Recently, Nick Griffin the Chairman of the BNP was asked to define the ‘Britishness’ that he seeks to defend and believes is under attack. Broadly-and it was ‘broadly’ -he suggested that it was Anglo-Saxon, Celtic and North European. In addition, it has been repeatedly claimed that people of black ethnic origin can have no claim to ‘Britishness’. Well I believe there is plenty of evidence now to suggest, through our ability to do genetic mapping, that each of us is a complicated mixture of material from all over the world: on a recent television programme, an outwardly entirely white person was found to have black African ancestry and a cursory look at the programme ‘Who Do You Think You Are?’ will serve to convince us that origin and ethnicity are very complicated things indeed. So, where do we stop? Is someone ‘British’ if their grandparents were born here? Or what about great grandparents or great, great grandparents? How many of us would find ourselves subject to ‘voluntary repatriation’ if we were rigorous about our own racial mix?
But, of course, it’s not about trying to preserve Britishness, but about instilling fear and anxiety into people-and playing on their natural anxieties-so that the BNP appear to be the instant answer to all our problems. The spokespeople of the BNP suggest that they are not a racist party at all but that they are simply defending ‘Britishness’ in the same way that the ethnic groups in our society seek to continue and maintain their ancient ways of life and culture. The difference is that Britain is the context in which these different cultures exist and try to maintain identity. ‘Britishness’ is not one definable way of life, struggling to survive amongst many other ways of life, it is the background to a multi-faceted, multifarious society: if there is such a thing as ‘Britishness’ then, it is in our national ability, throughout many hundreds of years, to welcome, encompass and protect the newcomer and the foreigner, who then become proud to be British. Put another way: the South Yorkshire steelworker has as little or as much in common culturally with a Surrey stockbroker as does a Seikh with a Muslim, and as little agreement on what it means to be British: what they do have in common is our culture of living together with difference. This is ‘Britishness’.
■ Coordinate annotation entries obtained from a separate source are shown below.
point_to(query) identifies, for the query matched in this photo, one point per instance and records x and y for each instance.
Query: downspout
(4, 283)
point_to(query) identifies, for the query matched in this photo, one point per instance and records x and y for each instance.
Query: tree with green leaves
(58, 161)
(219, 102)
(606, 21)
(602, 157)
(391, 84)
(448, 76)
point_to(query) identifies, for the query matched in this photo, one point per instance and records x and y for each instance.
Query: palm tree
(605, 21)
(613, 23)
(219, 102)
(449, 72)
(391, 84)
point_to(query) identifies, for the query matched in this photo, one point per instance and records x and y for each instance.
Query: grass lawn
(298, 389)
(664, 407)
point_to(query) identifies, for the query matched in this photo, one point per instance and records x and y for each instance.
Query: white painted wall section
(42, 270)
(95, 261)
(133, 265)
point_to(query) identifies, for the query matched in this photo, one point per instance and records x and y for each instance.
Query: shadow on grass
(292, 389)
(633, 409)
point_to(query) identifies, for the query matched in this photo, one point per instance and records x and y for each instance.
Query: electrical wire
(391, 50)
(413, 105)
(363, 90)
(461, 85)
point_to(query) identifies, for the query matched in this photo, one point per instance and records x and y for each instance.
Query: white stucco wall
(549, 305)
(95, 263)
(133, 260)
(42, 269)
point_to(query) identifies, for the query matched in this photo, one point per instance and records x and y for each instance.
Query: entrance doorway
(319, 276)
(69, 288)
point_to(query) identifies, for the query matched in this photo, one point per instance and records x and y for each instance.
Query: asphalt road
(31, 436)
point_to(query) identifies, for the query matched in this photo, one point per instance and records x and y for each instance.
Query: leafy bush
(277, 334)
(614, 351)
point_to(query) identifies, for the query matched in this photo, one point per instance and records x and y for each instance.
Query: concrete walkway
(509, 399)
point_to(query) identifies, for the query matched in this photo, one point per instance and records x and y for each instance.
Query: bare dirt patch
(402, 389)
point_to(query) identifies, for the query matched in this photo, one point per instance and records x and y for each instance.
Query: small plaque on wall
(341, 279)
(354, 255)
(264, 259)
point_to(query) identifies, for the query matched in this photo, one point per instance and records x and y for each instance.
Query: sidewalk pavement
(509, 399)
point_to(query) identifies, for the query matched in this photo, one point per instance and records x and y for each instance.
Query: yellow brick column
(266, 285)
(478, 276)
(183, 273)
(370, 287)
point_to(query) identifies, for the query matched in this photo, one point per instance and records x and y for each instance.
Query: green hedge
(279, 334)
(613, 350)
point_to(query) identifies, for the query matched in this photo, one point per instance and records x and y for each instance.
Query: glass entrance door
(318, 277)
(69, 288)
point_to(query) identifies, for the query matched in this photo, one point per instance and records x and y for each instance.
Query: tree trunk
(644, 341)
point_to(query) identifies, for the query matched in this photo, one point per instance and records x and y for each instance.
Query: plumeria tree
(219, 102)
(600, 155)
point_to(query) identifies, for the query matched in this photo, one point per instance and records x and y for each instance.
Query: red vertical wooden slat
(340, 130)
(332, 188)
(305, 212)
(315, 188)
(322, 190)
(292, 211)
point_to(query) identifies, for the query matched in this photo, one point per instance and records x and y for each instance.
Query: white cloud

It is good that the present Pope has visited Israel and the Holocaust memorial. His position on far right politics has been, to say the least, painted as unclear, but he was able to say at Yad Vashem: ‘The Church is committed to praying and working tirelessly to ensure that hatred will never reign in the hearts of men(sic) again’. Hatred begins when we are unprepared to live together with those from whom we differ but, instead, try to banish those who are not like us. And hatred leads to the Holocaust.
The BNP saw fit to quote Our Lord in their advertisement, so I see fit to quote one of his greatest followers, St Paul: ‘There is no longer Jew or Greek, there is no longer slave or free, there is no longer male and female; for all of you are one in Christ Jesus’. Let’s bear that in mind when we vote.